Table 3 Top 20 highest* and lowest* mean CLR OTU for the overall cohort and by age categories, and their linear correlation with age

Linear correlations (Table 3) among the 20 most abundant bacteria ranged from r = − 0.18 to r = 0.10, with 11 (55%) of the correlations achieving statistical significance (uncorrected P < 0.05; bolded). After Bonferroni correction, only 1 (9%) of these remained statistically significant (S. sanguinis, r = − 0.18; corrected P < 0.001). Among the 20 least abundant bacteria, linear correlations ranged from − 0.10 to 0.11. Four (20%) correlations achieved statistical significance (uncorrected P < 0.05; bolded), of which 1 (25%) remained significant after Bonferonni correction (Streptococcus sobrinus, r = 0.11; corrected P < 0.001).

Differences in mean CLR across age categories achieved statistical significance (P < 0.05) for 8 (40%) of the 20 most abundant bacteria, of which only 1 (12.5%) remained significant following Bonferroni correction (S. sanguinis, corrected P < 0.001). Mean CLR differences across age categories among the least abundant bacteria were significant (P < 0.05) for two bacteria, neither of which remained significant after Bonferroni correction.

Table 4 presents the rank ordered mean CLR OTUs for all 267 taxa identified, as well as their linear correlations with age, culture status and Socransky classification. A total of 148 (55.4%) taxa had names previously annotated in the HOMD database, whereas 60 (22.5%) were unnamed and are OTUs potentially identifying new bacteria. In the overall cohort, 117 (43.8%) taxa demonstrated elevated abundance (CLR > 0), the remaining 150 (57.3%) demonstrating reduced abundance (CLR < 0), relative to the overall composition mean. Twenty eight (10.5%) taxa that demonstrated a 8-fold (i.e., 23) or greater elevation in abundance based on mean CLR OTUs. There were 15 (5.6%) taxa with a 8-fold lower abundance relative to the overall composition mean. Of the virulent periodontal pathogens included in Socransky’s classification, [34] only T. forsythia (mean CLR, 1.87) and F. nucleatum (mean CLR, 6.4) had an elevated abundance, whereas T. denticola (mean CLR, − 0.28), P. gingivalis (mean CLR, − 0.56), P. intermedia (mean CLR, − 1.36) were, on average, in lower abundance. Several bacteria associated with healthy periodontium were in higher abundance: S. oralis (mean CLR, 5.5), sanguinis (mean CLR, 3.4), gordonii (mean CLR, 2.8), and intermedius (mean CLR, 2.6); P. micra (mean CLR, 3.0).

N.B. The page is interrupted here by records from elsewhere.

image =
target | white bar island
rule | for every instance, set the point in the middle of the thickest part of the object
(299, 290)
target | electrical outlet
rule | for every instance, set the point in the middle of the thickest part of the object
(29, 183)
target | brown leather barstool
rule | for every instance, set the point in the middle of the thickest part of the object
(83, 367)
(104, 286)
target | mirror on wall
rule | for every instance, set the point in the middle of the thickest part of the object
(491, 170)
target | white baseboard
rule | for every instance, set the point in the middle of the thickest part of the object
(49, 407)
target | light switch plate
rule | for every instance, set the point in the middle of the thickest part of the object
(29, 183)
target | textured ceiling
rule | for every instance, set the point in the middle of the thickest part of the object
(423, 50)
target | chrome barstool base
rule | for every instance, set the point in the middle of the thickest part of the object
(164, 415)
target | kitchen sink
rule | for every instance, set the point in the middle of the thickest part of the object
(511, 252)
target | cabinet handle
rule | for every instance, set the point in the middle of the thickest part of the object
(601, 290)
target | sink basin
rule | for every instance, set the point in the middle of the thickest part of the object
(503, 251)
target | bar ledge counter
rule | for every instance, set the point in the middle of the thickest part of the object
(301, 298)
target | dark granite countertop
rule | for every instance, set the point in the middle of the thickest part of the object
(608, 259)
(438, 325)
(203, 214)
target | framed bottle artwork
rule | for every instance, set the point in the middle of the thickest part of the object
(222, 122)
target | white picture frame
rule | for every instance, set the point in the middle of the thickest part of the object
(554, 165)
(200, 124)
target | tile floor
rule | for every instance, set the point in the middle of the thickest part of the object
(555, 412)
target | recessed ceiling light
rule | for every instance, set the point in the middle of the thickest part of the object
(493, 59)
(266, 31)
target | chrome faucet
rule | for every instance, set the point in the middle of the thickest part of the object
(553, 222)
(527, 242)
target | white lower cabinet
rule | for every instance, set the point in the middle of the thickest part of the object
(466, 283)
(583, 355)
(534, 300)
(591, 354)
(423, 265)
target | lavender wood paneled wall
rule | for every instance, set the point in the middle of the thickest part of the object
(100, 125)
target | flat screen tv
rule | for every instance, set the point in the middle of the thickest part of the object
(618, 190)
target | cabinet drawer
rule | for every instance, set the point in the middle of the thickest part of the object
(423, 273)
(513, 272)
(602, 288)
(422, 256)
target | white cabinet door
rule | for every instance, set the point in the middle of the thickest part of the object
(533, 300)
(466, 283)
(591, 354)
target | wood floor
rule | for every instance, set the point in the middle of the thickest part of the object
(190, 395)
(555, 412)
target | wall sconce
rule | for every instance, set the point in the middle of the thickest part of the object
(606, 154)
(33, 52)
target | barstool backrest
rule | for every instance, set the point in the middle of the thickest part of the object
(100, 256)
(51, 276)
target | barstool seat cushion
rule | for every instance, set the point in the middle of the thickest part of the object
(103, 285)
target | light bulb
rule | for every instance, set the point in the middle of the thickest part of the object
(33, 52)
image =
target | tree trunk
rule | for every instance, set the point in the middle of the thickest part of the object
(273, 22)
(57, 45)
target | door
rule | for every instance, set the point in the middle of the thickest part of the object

Table 4 Mean CLR OTUs for each of 267 bacterial species in the overall cohort and by age categories, and its linear correlation with age

Among all 1219 women (Table 4), Pearson correlations ranged from r = − 0.18 to r = 0.18. Eighty two (31%) taxa were significantly correlated with age (uncorrected P < 0.05; bolded), of which 28 (34.2%) remained significant after Bonferroni correction. The largest positive correlation was with Oribacterium sp._oral_taxon 078 (r = 0.18; corrected P < 0.001); the most negative correlation was with Strep. sanguinis (r = − 0.18; corrected P < .001). Correlations between established pathogenic bacteria from Socransky’s complex [34] and age were of weak (T. denticola, r = − 0.04; P. gingivalis, r = 0.03; F. nucleatum, r = 0.03) to moderate (Fusobacterium nucleatum polymorphum, r = − 0.10; T. forsythia, r = 0.10) magnitude. Bacteria associated with healthy periodontium were correlated with age on a similar (S. oralis, r = − 0.10; intermedius r = − 0.10; mutans, r = 0.10) or somewhat stronger (S. sanguinis, r = − 0.16) magnitude.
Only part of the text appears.